Antikorupsi.org, Jakarta, 28 Maret 2018 – Menteri Perdagangan mengatakan dalam memenuhi kebutuhan industri berupa gula rafinasi, pemerintah akan mengimpor sebanyak 3,5-4 juta ton. Gula rafinasi adalah gula untuk kebutuhan industri, bukan untuk dikonsumsi langsung oleh masyarakat. Untuk memenuhi kebutuhan tersebut, berdasarkan Peraturan Menteri Perdagangan (Permendag) No 16/M-DAG/PER/3/2017, diselenggarakan lelang untuk mencari kontraktor pengadaan gula. Egi Primayogha, staff Divisi Riset Indonesia Corruption Watch (ICW) dalam konferensi pers Rabu, 28 Maret 2018 di Kantor ICW, mengatakan dalam lelang ini ditemukan sejumlah indikasi penyalahgunaan wewenang dan perbuatan melawan hukum. Indikasi tersebut antara lain terkait regulasi yang digunakan, penunjukkan kontraktor, dan potensi hilangnya penerimaan negara.

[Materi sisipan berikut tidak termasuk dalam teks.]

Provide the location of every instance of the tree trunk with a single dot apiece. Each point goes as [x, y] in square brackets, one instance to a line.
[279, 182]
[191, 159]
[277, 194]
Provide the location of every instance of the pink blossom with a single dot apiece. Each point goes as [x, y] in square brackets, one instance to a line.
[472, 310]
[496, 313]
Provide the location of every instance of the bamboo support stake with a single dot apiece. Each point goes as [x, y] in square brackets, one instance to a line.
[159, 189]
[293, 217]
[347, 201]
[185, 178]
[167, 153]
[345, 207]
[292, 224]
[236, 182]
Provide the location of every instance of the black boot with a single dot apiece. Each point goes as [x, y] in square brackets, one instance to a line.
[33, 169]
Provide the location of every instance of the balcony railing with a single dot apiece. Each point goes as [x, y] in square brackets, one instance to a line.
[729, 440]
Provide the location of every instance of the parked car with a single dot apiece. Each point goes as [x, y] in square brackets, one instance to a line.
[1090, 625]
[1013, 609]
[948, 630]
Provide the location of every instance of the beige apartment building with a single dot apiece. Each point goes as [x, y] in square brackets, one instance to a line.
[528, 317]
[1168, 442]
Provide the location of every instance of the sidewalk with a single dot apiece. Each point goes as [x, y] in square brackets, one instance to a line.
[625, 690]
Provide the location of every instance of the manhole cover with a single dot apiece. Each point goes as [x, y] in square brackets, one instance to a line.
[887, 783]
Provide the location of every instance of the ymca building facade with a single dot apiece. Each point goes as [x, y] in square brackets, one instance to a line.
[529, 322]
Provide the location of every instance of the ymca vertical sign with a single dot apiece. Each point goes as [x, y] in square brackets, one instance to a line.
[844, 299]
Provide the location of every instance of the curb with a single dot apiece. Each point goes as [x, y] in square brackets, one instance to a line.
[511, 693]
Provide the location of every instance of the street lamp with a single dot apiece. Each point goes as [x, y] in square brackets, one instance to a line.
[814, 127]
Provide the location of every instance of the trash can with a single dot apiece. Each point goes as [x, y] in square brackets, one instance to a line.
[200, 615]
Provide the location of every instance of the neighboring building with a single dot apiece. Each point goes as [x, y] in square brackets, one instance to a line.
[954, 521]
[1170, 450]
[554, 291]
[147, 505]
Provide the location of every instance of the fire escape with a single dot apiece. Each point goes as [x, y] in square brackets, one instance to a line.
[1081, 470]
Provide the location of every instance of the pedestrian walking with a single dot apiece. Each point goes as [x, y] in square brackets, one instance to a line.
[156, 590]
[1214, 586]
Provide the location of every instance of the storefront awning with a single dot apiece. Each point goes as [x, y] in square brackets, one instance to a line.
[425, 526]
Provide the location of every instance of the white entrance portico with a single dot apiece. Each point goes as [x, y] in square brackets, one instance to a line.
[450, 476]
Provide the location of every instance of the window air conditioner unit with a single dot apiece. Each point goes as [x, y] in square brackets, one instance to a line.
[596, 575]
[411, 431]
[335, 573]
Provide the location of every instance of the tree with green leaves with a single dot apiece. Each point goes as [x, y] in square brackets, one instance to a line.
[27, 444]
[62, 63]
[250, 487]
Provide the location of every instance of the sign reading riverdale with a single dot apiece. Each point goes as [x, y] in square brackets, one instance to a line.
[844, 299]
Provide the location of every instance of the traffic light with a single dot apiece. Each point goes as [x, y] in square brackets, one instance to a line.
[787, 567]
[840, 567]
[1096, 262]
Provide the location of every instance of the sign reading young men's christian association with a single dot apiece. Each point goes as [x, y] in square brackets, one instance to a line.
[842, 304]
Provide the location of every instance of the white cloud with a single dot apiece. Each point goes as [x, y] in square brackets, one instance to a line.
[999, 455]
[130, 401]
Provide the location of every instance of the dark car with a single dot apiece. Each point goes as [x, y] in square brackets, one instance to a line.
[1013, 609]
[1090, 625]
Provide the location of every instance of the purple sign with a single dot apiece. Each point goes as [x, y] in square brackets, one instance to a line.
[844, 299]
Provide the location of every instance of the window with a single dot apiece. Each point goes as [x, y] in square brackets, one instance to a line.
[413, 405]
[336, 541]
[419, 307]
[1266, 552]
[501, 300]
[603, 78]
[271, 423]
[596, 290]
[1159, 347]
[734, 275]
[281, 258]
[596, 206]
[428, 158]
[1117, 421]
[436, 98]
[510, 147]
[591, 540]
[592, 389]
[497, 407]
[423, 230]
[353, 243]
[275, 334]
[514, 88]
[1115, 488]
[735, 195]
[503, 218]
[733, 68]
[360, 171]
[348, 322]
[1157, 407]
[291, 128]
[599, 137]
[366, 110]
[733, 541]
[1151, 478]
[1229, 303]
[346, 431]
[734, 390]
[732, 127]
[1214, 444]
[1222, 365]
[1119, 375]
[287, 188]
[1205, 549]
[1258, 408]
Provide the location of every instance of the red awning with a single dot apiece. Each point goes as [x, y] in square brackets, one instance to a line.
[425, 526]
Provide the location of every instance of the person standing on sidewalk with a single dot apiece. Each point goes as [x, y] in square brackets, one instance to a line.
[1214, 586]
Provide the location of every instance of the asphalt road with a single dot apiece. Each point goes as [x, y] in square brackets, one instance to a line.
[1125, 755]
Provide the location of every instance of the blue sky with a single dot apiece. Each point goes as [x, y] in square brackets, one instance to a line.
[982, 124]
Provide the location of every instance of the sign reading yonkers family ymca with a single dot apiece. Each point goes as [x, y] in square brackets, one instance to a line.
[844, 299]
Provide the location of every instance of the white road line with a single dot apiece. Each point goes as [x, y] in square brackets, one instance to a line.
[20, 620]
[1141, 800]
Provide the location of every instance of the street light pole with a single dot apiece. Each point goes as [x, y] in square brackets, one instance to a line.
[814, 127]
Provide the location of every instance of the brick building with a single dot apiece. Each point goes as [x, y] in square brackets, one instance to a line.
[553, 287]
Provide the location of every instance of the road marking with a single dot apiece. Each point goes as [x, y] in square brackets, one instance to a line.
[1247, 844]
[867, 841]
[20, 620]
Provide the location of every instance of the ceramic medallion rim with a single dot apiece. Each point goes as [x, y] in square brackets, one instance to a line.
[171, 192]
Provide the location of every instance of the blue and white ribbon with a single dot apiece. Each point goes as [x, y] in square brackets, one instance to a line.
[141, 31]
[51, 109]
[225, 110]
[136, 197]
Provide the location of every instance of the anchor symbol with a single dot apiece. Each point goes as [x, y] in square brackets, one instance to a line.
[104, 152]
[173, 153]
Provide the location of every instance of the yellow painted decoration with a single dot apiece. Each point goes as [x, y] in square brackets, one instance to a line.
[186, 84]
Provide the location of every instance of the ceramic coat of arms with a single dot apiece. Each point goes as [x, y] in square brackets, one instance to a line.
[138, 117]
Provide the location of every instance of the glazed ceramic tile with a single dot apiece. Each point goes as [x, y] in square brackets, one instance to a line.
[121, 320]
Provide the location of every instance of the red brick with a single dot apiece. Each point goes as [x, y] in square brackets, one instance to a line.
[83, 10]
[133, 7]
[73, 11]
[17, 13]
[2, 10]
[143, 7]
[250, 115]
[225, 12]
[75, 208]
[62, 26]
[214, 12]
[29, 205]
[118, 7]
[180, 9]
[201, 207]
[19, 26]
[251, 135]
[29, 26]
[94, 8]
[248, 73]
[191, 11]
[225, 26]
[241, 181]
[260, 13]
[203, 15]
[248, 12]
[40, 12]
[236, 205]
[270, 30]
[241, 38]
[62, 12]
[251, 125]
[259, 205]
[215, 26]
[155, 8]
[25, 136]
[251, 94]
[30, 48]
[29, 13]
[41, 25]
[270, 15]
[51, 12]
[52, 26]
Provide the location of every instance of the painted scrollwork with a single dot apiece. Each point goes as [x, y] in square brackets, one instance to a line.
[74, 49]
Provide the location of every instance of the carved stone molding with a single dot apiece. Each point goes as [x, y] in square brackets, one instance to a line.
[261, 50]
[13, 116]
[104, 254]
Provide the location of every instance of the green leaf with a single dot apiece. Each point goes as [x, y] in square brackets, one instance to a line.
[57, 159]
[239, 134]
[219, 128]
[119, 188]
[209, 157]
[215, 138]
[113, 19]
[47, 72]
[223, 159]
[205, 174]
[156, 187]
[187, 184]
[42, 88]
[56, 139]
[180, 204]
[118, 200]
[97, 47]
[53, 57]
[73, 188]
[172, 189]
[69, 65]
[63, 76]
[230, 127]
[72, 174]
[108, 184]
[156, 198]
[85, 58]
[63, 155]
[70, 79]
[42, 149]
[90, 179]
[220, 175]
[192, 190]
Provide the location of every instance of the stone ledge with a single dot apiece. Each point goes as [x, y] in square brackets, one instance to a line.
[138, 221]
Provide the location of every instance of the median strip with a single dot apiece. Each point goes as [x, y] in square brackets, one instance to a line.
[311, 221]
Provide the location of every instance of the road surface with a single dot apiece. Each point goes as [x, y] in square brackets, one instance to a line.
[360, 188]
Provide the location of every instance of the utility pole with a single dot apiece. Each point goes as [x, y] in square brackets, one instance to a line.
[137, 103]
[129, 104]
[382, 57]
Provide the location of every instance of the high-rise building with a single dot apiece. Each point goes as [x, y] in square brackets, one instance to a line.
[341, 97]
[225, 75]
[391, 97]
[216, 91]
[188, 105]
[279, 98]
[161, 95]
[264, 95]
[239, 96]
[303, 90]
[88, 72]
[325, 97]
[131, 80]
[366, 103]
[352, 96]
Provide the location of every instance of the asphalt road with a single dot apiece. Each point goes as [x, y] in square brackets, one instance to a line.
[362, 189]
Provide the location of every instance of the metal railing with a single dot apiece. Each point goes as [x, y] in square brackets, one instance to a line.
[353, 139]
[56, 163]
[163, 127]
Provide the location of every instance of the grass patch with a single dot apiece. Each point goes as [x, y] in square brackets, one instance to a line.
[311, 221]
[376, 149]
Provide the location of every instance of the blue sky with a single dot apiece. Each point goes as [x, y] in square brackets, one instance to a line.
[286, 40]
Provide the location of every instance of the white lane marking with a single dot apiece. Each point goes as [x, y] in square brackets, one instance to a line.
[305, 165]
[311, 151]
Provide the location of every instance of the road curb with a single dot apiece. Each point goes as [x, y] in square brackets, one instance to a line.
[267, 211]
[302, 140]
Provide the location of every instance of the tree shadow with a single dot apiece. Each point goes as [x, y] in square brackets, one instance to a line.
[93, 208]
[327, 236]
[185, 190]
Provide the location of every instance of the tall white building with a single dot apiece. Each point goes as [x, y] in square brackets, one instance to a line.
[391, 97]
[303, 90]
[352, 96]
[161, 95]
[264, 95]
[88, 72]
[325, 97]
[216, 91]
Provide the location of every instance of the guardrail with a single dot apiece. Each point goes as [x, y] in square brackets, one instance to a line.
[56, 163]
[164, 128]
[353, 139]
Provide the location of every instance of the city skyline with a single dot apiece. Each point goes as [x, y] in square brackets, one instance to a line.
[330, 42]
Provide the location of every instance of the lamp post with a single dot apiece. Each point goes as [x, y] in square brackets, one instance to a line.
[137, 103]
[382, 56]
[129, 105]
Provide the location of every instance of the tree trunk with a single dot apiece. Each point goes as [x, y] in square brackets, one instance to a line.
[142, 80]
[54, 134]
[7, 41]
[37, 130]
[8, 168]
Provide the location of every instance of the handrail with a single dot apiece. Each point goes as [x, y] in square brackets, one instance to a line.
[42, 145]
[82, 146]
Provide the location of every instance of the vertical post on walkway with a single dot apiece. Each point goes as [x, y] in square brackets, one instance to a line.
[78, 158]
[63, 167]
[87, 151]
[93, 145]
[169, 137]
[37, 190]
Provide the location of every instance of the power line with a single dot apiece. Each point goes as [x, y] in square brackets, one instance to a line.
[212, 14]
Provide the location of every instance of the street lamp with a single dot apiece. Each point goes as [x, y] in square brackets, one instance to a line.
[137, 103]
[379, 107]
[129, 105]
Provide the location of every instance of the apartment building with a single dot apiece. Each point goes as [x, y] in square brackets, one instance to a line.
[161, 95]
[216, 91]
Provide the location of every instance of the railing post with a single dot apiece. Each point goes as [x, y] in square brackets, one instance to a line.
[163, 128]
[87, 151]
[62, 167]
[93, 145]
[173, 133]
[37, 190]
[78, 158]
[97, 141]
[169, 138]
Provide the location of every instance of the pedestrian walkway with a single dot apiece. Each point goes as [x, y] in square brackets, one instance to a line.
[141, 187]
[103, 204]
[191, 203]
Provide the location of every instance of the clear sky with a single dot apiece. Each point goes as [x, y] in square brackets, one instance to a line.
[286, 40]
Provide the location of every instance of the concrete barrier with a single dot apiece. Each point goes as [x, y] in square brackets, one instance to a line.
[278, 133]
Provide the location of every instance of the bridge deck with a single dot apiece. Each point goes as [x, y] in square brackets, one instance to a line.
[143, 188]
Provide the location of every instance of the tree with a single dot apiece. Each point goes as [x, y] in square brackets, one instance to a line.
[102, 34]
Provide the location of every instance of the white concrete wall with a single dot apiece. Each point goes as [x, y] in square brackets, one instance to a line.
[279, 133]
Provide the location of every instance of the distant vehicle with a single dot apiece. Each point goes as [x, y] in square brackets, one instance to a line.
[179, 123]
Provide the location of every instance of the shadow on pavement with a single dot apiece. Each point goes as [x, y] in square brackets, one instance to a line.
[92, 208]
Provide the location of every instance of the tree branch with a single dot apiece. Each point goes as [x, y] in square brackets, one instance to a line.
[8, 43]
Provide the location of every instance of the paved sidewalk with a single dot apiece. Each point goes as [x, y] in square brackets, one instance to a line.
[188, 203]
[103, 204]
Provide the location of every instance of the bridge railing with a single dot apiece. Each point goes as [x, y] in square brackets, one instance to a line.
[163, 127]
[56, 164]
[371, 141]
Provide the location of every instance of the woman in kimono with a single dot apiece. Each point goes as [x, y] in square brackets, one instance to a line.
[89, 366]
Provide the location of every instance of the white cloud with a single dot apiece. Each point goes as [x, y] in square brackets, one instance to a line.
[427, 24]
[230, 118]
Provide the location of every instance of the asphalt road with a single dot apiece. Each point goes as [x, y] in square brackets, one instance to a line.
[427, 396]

Pasar lelang gula rafinasi telah digulirkan sejak 15 Januari 2018. Sempat ditunda dua kali karena tidak adanya payung hukum yang patut yakni Peraturan Presiden (Perpres), lelang tetap dilaksanakan dengan berdasar pada Permendag. Permendag No 16/M-DAG/PER/3/2017 dikeluarkan dengan alasan mencegah rembesan gula rafinasi ke pasar. Dasar dilaksanakannya lelang ini tentu mengabaikan Undang-Undang No.7 Tahun 2014 tentang perdagangan yang mengharuskan lelang diatur berdasarkan Perpres. Polemik lainnya adalah Permendag ini mengatur angka minimum pembelian sebanyak 1 ton, yang mana sangat merugikan pelaku Usaha Mikro Kecil Menengah (UMKM).

Pasal 4 ayat (1) Permendag No 16/M-DAG/PER/3/2017 mengatur bahwa penetapan lelang merupakan kewenangan Kementerian Perdagangan RI. Atas dasar kewenangan ini, Badan Pengawas Perdagangan Berjangka Komoditi (BAPPEBTI) diberi kuasa untuk menjadi penyelenggara lelang guna menunjuk pelaksana lelang gula rafinasi. Menurut Perpres No 54 Tahun 2010 tentang pengadaan barang dan jasa seharusnya yang menjalankan tugas sebagai penyelenggara lelang adalah Unit Layanan Pengadaan (ULP) Kementerian Perdagangan. Polemik ini tentu mengakibatkan potensi konflik kepentingan yang mana BAPPEBTI sebagai penyelenggara lelang juga sebagai badan pengawas.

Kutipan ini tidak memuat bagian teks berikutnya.